Diana Nyad, left, her expedition leader Bonnie Stoll, right, and staff from the Turtle Hospital position ‘Rocky,’ a rehabilitated green sea turtle, for her return to the Atlantic Ocean on Oct. 22 from Smathers Beach. ANDY NEWMAN/Florida Keys News Bureau

Diana Nyad marked the 10th anniversary of her nearly 111-mile swim from Havana, Cuba to Key West by helping to release a rehabilitated sea turtle back into the Atlantic Ocean on Sunday – from the beach where she completed her epic feat in September 2013.

Nyad and her Cuba swim expedition leader Bonnie Stoll helped release “Rocky,” a 120-pound female green sea turtle that was rehabilitated at the Marathon-based Turtle Hospital, at Key West’s Smathers Beach. 

On Labor Day 2013, nearly 2,000 people gathered at the same beach to welcome Nyad as she came ashore after swimming for 52 hours and 54 minutes, becoming the first person to swim from Cuba to the Keys without a shark cage. 

Then 64 years old, she succeeded at the grueling Florida Straits crossing on her fifth try, while battling stinging jellyfish, nausea and countless other physical and mental challenges.

“I wish we could have trained Rocky to swim right next to me and eat all the jellyfish that we came upon going across,” said Nyad, referencing green sea turtles’ diet in the wild. 

Endurance swimmer Diana Nyad, left, is emotional after helping to release ‘Rocky,’ a rehabilitated green sea turtle, back into the Atlantic Ocean on Oct. 22 in Key West.
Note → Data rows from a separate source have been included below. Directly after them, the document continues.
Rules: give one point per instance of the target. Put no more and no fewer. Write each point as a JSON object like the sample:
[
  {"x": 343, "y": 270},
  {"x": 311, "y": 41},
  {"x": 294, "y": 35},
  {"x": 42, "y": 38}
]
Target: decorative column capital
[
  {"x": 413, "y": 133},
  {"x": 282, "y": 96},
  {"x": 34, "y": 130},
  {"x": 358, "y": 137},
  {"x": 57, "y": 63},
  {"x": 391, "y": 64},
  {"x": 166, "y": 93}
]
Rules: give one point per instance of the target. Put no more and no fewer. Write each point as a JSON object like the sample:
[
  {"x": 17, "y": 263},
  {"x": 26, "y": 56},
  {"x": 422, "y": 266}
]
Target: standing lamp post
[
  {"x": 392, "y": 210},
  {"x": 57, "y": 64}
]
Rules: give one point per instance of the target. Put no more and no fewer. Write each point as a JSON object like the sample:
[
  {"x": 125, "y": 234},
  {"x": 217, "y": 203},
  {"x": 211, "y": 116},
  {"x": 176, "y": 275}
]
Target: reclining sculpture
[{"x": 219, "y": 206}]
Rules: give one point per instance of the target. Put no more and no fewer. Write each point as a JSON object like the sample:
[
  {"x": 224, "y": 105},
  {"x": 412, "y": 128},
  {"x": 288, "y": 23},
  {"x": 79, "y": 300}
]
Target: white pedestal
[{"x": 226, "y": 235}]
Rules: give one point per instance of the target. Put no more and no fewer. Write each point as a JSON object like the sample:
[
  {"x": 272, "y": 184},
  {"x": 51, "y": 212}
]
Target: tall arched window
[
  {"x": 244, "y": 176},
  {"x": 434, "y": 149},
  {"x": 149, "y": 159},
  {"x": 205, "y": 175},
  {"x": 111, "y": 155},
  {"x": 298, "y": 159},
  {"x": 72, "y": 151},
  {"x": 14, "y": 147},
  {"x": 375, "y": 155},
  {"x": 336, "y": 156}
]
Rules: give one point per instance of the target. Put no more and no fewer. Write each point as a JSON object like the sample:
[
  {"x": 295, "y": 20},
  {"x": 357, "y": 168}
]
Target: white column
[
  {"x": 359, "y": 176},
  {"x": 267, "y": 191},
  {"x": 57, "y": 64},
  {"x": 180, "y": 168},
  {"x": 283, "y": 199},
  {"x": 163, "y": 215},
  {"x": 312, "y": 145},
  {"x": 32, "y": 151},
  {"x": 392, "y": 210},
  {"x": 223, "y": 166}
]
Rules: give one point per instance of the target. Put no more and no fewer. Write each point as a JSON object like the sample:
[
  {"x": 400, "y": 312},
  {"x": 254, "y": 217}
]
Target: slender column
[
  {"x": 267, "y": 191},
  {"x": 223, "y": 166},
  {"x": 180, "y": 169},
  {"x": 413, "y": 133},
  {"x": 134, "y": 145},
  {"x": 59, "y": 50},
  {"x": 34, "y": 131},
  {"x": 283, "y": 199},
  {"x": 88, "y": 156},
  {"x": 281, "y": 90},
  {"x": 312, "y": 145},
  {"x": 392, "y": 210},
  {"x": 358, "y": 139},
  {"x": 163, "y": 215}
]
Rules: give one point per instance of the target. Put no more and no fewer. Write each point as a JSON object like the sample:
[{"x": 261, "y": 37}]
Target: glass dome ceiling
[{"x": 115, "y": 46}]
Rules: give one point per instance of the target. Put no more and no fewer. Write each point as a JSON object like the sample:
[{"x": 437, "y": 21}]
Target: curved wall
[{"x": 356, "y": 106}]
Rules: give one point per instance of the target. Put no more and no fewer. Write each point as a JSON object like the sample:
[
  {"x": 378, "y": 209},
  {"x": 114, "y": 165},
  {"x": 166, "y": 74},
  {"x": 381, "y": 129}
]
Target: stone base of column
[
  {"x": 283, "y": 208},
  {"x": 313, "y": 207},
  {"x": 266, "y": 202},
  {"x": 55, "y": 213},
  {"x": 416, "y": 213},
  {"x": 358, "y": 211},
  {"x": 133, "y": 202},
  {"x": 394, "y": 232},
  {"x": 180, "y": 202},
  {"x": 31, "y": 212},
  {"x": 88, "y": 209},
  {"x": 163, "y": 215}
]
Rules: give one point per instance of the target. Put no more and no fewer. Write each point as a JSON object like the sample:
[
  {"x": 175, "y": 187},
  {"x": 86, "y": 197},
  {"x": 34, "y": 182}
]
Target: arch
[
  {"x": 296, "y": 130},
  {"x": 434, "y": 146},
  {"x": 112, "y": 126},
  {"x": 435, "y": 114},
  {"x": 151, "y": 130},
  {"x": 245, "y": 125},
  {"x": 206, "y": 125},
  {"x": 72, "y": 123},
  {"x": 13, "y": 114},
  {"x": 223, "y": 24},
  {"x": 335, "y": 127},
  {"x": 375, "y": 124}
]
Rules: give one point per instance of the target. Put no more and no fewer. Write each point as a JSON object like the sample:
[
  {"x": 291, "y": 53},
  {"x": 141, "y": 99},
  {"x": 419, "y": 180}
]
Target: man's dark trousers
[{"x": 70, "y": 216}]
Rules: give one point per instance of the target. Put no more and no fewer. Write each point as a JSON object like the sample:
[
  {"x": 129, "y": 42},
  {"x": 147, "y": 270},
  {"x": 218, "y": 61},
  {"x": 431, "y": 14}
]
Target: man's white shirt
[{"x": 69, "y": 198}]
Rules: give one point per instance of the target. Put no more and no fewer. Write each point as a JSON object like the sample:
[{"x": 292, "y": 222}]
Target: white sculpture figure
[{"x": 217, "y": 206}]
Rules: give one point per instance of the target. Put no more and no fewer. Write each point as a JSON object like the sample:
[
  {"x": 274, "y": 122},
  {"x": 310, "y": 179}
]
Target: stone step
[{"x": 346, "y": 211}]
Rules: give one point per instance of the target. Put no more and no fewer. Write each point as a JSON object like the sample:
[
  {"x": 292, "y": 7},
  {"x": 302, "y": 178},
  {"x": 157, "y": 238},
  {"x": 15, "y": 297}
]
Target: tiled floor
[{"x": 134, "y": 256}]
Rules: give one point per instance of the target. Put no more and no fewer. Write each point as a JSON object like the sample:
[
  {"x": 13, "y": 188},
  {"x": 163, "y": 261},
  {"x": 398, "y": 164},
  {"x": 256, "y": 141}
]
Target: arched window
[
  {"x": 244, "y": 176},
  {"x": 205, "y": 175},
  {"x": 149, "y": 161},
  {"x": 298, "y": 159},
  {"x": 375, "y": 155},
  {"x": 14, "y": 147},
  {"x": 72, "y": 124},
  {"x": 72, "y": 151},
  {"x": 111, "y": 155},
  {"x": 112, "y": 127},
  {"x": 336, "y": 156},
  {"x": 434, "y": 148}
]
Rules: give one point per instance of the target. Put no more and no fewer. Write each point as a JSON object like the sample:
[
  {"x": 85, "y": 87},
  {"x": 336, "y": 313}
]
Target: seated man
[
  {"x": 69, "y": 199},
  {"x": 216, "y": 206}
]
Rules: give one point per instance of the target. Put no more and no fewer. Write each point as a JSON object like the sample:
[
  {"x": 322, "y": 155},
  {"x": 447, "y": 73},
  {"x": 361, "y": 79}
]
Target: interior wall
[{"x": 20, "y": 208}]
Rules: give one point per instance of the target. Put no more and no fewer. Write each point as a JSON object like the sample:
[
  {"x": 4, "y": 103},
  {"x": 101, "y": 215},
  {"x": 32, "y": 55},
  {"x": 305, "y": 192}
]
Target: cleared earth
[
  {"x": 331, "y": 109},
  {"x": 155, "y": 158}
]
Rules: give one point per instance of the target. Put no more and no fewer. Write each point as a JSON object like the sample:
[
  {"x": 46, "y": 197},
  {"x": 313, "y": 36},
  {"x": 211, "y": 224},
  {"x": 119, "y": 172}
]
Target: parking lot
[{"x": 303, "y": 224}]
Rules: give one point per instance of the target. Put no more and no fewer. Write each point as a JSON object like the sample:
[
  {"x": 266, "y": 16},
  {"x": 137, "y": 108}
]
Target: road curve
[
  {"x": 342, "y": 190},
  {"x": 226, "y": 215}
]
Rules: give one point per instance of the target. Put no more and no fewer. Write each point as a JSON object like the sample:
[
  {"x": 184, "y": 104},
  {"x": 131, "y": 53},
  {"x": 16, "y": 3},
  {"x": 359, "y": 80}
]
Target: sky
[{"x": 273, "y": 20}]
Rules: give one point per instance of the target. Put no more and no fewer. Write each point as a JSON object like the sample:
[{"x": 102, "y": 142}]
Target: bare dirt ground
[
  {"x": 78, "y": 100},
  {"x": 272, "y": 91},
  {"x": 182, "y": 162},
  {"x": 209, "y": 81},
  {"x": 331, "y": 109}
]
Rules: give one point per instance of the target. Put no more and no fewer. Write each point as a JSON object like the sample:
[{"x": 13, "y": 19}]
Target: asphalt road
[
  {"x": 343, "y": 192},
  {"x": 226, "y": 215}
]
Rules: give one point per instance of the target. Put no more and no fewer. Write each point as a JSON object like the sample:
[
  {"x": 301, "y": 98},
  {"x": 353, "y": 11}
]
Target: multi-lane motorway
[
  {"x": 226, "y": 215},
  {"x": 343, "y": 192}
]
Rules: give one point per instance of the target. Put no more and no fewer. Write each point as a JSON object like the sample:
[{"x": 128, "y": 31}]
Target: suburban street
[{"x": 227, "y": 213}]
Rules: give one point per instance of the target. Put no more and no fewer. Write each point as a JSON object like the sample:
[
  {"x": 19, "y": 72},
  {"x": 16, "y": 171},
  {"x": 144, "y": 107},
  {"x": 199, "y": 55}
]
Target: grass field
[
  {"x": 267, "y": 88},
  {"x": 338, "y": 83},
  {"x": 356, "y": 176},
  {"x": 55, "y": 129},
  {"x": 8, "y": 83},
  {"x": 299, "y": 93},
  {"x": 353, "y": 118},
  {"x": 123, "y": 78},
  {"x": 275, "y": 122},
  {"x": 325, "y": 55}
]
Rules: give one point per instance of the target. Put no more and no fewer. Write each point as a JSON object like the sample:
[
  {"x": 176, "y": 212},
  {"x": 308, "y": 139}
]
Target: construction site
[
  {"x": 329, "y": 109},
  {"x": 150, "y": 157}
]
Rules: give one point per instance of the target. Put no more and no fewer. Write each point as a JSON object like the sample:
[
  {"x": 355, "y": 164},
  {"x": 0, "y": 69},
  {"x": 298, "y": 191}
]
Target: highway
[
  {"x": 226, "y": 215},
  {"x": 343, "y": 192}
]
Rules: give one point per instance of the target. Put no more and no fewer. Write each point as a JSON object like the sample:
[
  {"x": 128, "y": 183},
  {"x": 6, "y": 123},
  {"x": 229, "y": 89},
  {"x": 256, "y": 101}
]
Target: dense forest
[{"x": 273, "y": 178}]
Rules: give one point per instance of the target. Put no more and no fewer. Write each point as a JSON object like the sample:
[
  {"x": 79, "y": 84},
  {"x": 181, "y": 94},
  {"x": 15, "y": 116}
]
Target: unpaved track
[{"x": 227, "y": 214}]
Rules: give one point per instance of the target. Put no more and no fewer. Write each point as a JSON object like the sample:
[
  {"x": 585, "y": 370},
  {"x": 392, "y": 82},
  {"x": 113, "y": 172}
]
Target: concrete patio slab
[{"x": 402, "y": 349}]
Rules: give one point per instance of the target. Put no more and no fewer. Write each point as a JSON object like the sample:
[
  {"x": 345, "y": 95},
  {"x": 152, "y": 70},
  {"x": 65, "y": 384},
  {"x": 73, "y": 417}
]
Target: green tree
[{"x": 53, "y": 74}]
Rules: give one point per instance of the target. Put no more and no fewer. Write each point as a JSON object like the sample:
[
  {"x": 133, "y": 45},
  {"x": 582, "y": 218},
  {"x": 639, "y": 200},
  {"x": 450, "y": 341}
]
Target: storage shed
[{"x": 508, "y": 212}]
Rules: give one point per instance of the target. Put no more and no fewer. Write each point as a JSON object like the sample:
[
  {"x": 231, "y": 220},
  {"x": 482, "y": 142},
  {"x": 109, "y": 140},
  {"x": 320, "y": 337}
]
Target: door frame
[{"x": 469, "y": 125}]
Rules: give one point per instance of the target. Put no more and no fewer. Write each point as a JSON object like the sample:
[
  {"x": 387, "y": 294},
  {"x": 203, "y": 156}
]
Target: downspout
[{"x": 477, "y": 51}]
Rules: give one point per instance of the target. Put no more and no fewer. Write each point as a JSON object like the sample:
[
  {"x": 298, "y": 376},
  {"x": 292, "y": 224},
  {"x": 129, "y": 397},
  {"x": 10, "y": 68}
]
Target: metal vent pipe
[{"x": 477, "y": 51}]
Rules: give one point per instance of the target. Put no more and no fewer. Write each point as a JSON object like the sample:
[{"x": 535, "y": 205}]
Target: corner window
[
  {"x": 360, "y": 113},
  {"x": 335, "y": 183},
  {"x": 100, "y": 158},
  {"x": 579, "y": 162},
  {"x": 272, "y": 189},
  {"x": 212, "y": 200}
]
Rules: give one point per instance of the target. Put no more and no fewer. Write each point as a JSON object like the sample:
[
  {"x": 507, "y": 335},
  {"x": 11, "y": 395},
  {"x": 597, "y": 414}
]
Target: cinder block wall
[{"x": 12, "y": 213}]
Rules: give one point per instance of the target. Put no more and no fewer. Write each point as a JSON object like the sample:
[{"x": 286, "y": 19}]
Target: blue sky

ANDY NEWMAN/Florida Keys News Bureau

Rocky was rescued in January by Florida Fish & Wildlife officers off Key Largo, after being discovered struggling and unable to dive. At the hospital in Marathon, the turtle required an eight-hour intestinal surgery, breathing treatments and a blood transfusion followed by months of medications and recovery. 

“A number of people have brought up that Rocky’s story is similar to my story, but the truth is, I never compare myself to an animal struggling for her life,” Nyad said. “Maybe we shared the will to live and then the will to be strong, but Rocky has a courage that I don’t have.” 

After being carried to the water’s edge by Nyad, Stoll and Turtle Hospital personnel, Rocky swam away into her saltwater home as several hundred spectators applauded. 

Among them were more than 30 crew members who supported Nyad’s iconic swim and returned to Key West for the weekend’s 10th anniversary celebration. 

The Turtle Hospital opened over 36 years ago as the world’s first state-licensed veterinary hospital specializing in sea turtles.